Memórias dos massacres de 1965-66 na Indonésia — entre o que se vê e o que se diz


joao lopes
12 Jun 2015 23:43

Não há muitos filmes capazes de nos confrontar com a complexidade da história dos seres humanos, ao mesmo tempo que nos permitem pensar essa complexidade através de meios visceralmente cinematográficos. "O Olhar do Silêncio" é um desses filmes — por certo um dos mais espantosos documentários dos últimos anos e, em qualquer caso, desde já, um dos filmes maiores lançados em 2015 nas salas portuguesas.

Com "O Olhar do Silêncio", o realizador americano Joshua Oppenheimer prolonga o trabalho já desenvolvido através de "O Acto de Matar" (2012). Nesse filme anterior, evocava o extermínio de cerca de meio milhão de cidadãos da Indonésia, conduzido por um bando de mercenários que, em nome de uma purga anti-comunista, em 1965-66, prepararam o caminho para a chegada ao poder do Presidente Suharto — Oppenheimer conseguiu, não apenas dialogar com alguns dos líderes dessa terrível matança (que continuam a viver sem que lhes sejam pedidas responsabilidades pelos crimes cometidos), como registá-los a "encenar" o(s) seu(s) acto(s) de matar.
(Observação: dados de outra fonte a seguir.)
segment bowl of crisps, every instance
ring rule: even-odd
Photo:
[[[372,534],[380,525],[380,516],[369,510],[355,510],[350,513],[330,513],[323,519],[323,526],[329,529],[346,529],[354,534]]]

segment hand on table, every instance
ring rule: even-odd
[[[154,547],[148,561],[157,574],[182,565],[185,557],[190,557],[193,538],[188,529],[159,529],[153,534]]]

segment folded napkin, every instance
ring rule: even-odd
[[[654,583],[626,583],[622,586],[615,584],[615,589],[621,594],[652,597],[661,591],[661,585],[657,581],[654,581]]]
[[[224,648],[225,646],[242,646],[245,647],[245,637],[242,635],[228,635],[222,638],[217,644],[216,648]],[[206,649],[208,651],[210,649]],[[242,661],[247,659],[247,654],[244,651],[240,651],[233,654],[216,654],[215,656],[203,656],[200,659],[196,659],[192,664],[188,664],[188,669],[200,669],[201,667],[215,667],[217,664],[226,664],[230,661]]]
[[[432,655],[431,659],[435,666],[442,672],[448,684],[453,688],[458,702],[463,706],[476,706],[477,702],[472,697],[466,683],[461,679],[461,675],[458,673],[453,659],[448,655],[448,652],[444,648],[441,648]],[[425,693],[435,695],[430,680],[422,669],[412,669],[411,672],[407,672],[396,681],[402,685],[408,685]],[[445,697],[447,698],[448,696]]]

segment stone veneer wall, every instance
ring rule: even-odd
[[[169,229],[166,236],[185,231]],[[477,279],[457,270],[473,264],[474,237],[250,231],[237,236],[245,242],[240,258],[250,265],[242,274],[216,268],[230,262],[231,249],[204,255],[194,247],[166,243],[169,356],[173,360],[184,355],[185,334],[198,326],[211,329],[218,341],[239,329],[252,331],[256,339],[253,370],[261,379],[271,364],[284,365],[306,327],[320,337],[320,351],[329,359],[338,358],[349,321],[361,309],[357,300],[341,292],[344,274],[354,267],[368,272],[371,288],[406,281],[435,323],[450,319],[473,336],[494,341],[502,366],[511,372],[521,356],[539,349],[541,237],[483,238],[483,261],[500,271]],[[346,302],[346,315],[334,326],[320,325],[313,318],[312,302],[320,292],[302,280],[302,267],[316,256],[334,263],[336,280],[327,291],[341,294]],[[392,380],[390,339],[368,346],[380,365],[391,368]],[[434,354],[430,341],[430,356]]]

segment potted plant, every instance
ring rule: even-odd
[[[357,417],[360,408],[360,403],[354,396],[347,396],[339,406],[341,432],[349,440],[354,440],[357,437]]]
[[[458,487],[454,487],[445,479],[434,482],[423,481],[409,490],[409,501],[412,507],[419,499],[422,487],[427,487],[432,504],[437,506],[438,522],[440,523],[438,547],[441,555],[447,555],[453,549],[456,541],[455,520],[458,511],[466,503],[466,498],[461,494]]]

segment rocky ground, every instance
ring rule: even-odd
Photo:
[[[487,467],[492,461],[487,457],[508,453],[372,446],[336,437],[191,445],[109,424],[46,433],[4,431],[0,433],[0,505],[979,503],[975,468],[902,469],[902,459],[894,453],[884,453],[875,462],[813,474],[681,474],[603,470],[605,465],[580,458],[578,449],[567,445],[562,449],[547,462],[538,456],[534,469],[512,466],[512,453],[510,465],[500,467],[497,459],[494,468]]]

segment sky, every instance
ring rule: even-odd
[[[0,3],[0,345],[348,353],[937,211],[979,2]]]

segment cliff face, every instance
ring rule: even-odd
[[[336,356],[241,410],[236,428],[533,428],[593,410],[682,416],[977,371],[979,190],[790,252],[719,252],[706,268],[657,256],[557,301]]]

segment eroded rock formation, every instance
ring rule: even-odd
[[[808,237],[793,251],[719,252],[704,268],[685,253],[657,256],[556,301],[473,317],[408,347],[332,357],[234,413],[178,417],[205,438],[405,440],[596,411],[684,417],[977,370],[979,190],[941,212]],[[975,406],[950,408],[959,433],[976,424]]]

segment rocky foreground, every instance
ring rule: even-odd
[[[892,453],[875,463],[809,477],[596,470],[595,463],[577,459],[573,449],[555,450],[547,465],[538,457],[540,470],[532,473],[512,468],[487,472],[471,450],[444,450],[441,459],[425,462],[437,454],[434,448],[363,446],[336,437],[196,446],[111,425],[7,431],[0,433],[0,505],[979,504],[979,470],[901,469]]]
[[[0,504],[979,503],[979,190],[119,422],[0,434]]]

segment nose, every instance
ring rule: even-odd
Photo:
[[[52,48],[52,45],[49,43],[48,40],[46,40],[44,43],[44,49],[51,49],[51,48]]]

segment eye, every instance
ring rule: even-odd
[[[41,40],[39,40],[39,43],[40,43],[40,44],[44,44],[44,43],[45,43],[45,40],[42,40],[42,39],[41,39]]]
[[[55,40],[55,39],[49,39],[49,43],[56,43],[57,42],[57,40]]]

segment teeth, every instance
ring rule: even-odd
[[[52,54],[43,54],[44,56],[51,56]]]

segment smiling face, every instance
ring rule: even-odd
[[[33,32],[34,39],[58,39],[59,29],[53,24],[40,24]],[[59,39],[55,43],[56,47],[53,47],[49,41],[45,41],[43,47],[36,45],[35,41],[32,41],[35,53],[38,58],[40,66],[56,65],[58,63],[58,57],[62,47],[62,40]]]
Agora, em "O Olhar do Silêncio", tudo passa pela experiência de um homem (e dos seus pais) cujo irmão mais velho foi morto naquele período. Por um lado, dando-lhe a ver entrevistas com os assassinos, numa delas evocando mesmo o modo como mataram o irmão do protagonista; por outro lado, promovendo o "diálogo" entre esse protagonista e aqueles assassinos. O resultado tem qualquer coisa de uma terrível placidez — trata-se de, através do cinema, reavivar as memórias que alguns querem apagar para sempre.





Nada a ver, entenda-se, com o dispositivo corrente de reportagem em que se coloca um microfone em frente de alguém, julgando que tal basta para "transcrever" a história… O que acontece em "O Olhar do Silêncio" apenas acontece em cinema, pelos meios singulares do cinema: trata-se de enfrentar a história como uma teia de desigualdades em que, no limite, cada indivíduo pode ter de lutar pelo direito, não tanto a "mostrar", mas a dizer a sua verdade — este é um filme de consagração do poder da fala.

Na ausência de imagens de "arquivo", deparamos, aqui, com um dispositivo que, até certo ponto, faz lembrar a linguagem do monumental "Shoah" (1985), de Claude Lanzmann, sobre o Holocausto. Mais do que isso, somos levados a pensar em "A Imagem que Falta" (2013), de Rithy Panh, sobre as atrocidades dos Khmers Vermelhos — perante a ausência, ou a eventual ambiguidade das imagens, é a palavra que vem preencher o vazio, repondo a urgência humana, mas também política e simbólica, das palavras.